Davis, Graham (Premier Oil) | Newbould, Rob (Premier Oil) | Lopez, Aldo (Premier Oil) | Hadibeik, Hamid (Halliburton) | Guevara, Zunerge (Halliburton) | Engelman, Bob (Halliburton) | Balliet, Ron (Halliburton) | Ramakrishna, Sandeep (Halliburton) | Imrie, Andrew (Halliburton)
The oil and gas potential of the basins surrounding the Falkland Islands has attracted exploration drilling that resulted in discovering the Sea Lion Field in the North Falkland Basin in May 2010. Recent exploration drilling has resulted in new oil discoveries to the south of the Sea Lion Complex that has not only confirmed the area as a significant hydrocarbon province but has also enhanced the likelihood of future commercial development of resources. Primary oil targets are stacked and amalgamated deepwater lacustrine turbidite fans comprising multiple lobes. In exploration and appraisal wells, porosity characterization, permeability assessment, pressure measurements, and hydrocarbon fluid identification are essential input data for robust reservoir characterizations and resource estimations.

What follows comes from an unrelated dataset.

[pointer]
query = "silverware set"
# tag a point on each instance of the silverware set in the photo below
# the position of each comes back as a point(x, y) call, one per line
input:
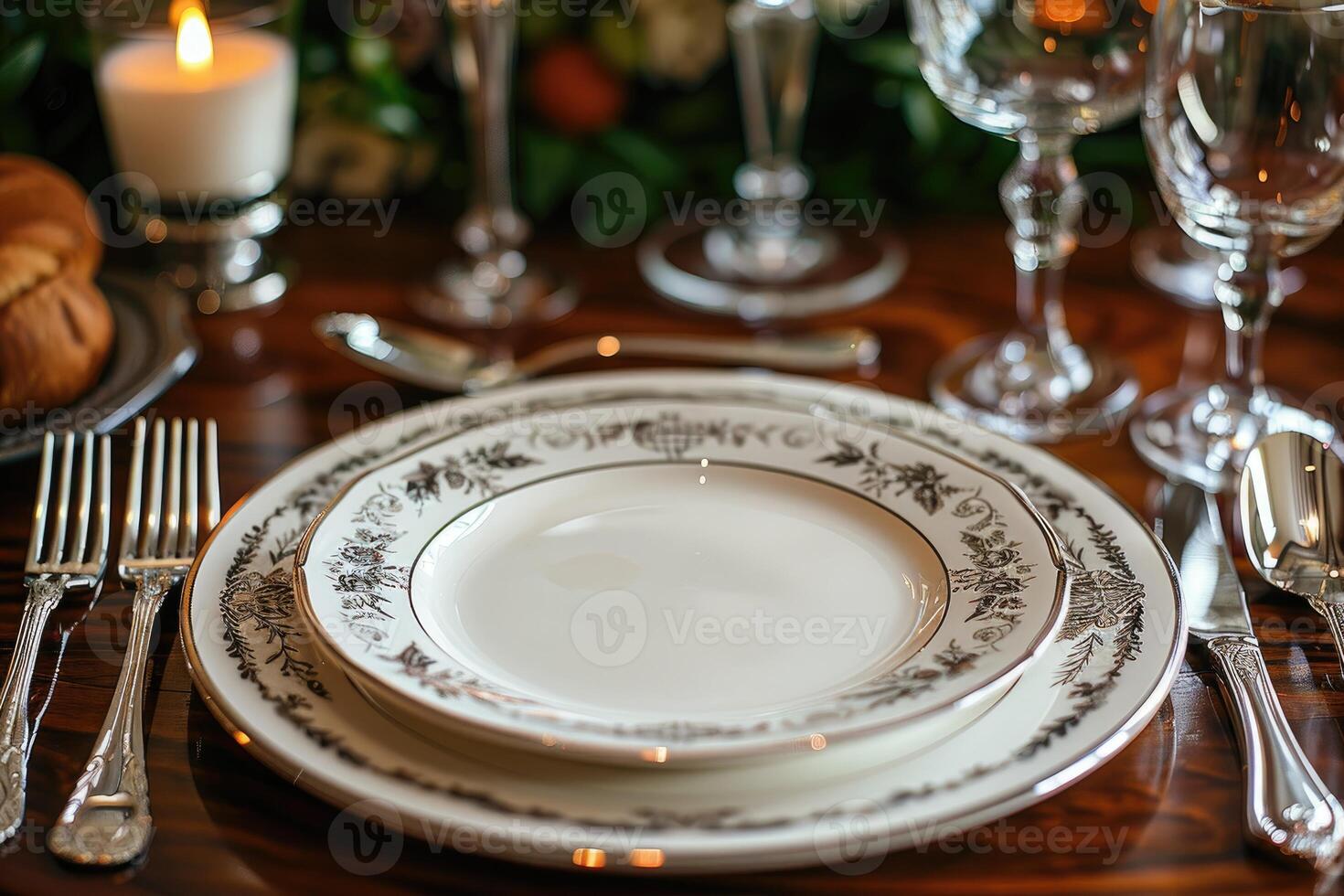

A comprehensive suite of advanced logging measurements, in addition to conventional log measurements, have been used to facilitate data analysis and calibration to laboratory core measurements. The pressure gradients and fluid samples obtained from formation testing when combined with the wireline log measurements are fundamental when determining the thickness, quality, and connectivity of hydrocarbon zones, which, in turn, impact the commercial evaluation of the well. In these remote offshore basins where rig costs are high and the ability to focus data acquisition in specific zones of interest and minimize logging time whilst identifying and reacting early in real time to data points that lie off the expected trends can add significant value to the operating company.

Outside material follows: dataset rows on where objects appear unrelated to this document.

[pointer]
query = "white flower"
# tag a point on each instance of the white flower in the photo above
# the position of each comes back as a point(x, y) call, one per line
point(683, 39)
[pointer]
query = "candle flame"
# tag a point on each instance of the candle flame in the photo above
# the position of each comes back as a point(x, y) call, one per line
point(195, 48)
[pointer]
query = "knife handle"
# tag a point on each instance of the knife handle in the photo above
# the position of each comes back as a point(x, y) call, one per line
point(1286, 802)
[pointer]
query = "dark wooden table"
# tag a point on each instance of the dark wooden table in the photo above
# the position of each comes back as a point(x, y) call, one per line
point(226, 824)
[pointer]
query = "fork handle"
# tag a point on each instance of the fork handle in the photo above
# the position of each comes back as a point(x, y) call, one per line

Formation evaluation challenges include hydrocarbon identification and resolving fluid contact uncertainties. In addition, establishing whether there are any baffles or barriers in the system or significantly varying reservoir properties as a consequence of facies changes has the potential to complicate the evaluation in respect to permeability characterization and volume estimation.
A method of facies classification using a combination of resistivity-based borehole imaging data and nuclear magnetic resonance (NMR) data is outlined in this paper. This method, when combined with conventional log data, has exhibited encouraging results in terms of identifying lithofacies and determining a rock quality index (RQI). The mud logs and gamma ray logs were interpreted with the borehole image logs in these turbidite reservoirs, which resulted in identifying four distinct depositional lithofacies. These lithofacies were integrated with the free fluid index (FFI) to bulk volume irreducible (BVI) ratio determined from the NMR data. The FFI to BVI ratio was used as an index for RQI classification, which was then subsequently used to optimize formation pressure testing and sampling points.
The contribution and importance of lithofacies identification is typically ignored when optimizing formation pressure depths and interpreting the results. The methodology presented in this paper uses an integrated workflow jointly developed by the operator and service company that allows detailed reservoir evaluation in the zones of interest and real-time adjustments to optimize the data acquisition programme that potentially enables rig-time savings and, consequently, reduces overall formation evaluation costs.